Nia bit her lip. So he’d called to catch up because he’d seen that her small, former dance company would be in his neighborhood. He’d probably wanted to boast about his great life working with the New York City Ballet.
“I’m not with Janet’s troupe anymore.”
“Oh. Where are you?”
She surveyed her surroundings. Moonlight reflected off of the magnolia trees lining the courtyard, making their broad, wet leaves shine like crystals. The girls’ dormitories resembled a sprawling, gothic castle. She was teaching at a beautiful, prestigious school. But she was still teaching. At her age, not dancing was failure.
“I’m actually an instructor at Wallace Academy. You know, the boarding school in Connecticut? They—”
“Are you okay?”
The concern sounded genuine. She didn’t care. She didn’t want his sympathy. Above all, she didn’t want him to feel sorry for her. Pity was worse than rejection.
“Yeah. Of course. They just offered me a really great deal to teach for a year. Anyway, I was a bit tired of all the traveling with Janet’s troupe, so I thought, why not? The students are very impressive. Most of them will go on to major companies, and I’m really involved in the choreography of the biannual shows, so I’ll be able to add that to my résumé. Plus
I’m getting to work with Ted Battle. It’s been great, like having a master class on grand jetés every day. When I go back to audition next year, I think all this experience will really put me in a better position.” She spat out the sales pitch in one breath, afraid that a pause might sap her courage to go through with it.
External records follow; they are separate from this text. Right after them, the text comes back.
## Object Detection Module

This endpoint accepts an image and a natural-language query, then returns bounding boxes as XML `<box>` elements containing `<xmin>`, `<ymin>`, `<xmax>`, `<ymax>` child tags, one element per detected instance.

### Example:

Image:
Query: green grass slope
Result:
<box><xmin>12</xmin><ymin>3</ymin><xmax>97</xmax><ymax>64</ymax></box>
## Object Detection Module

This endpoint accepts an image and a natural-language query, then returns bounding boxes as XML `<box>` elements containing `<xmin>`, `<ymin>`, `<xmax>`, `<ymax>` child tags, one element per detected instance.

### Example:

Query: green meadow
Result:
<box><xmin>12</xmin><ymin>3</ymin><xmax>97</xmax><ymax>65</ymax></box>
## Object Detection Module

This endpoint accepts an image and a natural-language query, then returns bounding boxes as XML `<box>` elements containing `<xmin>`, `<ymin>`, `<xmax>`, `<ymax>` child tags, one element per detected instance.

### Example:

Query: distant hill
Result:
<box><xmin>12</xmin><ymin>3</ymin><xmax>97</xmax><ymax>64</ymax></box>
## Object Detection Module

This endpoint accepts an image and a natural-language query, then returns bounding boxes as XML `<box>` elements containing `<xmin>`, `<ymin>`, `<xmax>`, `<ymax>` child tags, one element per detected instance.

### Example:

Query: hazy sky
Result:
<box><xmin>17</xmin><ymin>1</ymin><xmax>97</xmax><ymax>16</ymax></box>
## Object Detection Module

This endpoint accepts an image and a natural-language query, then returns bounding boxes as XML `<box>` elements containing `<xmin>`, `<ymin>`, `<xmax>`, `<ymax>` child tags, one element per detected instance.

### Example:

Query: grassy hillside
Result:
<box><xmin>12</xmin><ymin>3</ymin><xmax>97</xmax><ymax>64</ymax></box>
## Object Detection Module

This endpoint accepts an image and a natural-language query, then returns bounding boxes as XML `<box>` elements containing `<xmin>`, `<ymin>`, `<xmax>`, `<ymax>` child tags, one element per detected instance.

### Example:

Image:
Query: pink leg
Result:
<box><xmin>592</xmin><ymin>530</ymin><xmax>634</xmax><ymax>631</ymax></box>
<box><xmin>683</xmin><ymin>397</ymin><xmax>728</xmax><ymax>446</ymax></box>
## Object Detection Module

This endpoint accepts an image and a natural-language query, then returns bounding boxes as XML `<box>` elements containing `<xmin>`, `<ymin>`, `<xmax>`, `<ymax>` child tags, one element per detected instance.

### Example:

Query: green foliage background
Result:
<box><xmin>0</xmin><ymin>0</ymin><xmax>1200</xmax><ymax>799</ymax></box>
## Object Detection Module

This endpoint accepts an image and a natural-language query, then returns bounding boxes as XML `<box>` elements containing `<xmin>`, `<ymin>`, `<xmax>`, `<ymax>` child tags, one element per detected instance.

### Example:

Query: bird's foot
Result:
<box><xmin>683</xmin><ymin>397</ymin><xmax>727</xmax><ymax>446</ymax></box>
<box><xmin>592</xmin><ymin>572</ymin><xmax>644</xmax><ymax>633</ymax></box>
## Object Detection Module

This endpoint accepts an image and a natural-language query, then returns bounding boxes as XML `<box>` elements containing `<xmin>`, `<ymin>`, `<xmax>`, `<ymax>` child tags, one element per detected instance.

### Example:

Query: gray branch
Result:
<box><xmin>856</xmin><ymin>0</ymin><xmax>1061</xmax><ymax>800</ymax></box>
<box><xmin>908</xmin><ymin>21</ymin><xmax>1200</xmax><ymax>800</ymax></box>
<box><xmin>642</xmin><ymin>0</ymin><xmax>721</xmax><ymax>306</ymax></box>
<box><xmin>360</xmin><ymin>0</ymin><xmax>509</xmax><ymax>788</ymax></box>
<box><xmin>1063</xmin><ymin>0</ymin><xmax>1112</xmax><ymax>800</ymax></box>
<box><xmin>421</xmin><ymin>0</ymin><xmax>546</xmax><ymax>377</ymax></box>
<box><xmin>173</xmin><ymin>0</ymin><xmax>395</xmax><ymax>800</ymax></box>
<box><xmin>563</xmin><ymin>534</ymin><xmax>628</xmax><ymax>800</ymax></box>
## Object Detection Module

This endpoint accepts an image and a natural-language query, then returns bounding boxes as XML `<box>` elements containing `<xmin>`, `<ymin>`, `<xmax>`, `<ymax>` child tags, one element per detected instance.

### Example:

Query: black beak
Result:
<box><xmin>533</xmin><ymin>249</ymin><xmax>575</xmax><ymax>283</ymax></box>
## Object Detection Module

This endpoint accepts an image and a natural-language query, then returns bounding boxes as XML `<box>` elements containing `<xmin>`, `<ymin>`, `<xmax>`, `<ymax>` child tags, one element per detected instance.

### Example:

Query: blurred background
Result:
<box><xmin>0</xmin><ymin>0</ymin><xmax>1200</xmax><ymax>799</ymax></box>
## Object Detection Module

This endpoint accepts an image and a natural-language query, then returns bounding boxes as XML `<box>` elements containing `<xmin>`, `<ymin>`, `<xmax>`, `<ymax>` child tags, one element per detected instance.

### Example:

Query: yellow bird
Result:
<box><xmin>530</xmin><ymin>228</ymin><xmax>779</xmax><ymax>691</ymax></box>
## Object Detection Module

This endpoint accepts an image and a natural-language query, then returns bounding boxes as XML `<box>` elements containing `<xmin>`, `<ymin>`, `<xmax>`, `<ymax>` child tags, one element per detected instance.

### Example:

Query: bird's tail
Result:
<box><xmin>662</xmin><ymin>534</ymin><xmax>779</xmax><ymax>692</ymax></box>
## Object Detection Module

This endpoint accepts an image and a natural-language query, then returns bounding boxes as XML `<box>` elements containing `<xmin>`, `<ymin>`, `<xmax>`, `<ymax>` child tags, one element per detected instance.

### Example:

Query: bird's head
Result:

“You should be here. You’re better than these girls.”
The compliment needled her. If she’d been better, then she would have gotten picked for NYCB’s company.
“I’m sure they’re just fine.”
“Yeah, well . . . I thought you were still traveling. I miss you.”
The three words sounded stale. She’d waited to hear them for months after their breakup. She’d imagined him surprising her at a show with roses and a teary-eyed apology for caving to his parents’ lectures about the perils of settling down young.
“I could drive up to Connecticut. Saturday, maybe?”
“They keep me pretty busy.”
“I want to . . . We should talk.”
“We are talking.”
“In person. I want to see you.”
No. He would have the advantage in person. The sight of him would weaken her. She would let her attraction to him blur the only fact that mattered: he’d wanted to see other people. He’d said he wanted her, only her, forever. Then he’d changed his mind.
“What do you want to talk about?”
“I don’t want to do this over the phone.”
“Do what?”
“How about I come up Saturday? We can go to brunch. I’ll take you—”
“I don’t think I’ll have time. There’s so much choreography to—”
“So you don’t ever want to see me again? Is that it?”
Panic gripped her chest. They’d never said anything that final. “No. It’s just they keep me busy. And—”
“I’ll come up Saturday. Say, ten o’clock?”
Dimitri wouldn’t give up. When he wanted something, he kept after it. She’d admired his persistence in dance school. Now it overwhelmed her. “Okay. I guess it will be good to catch up.”
“Yes. I’ll see you Saturday. I love you, Nia.”
The dial tone rang in her ear. He’d hung up before she could reply. She was glad that he had. She was afraid of what she might say.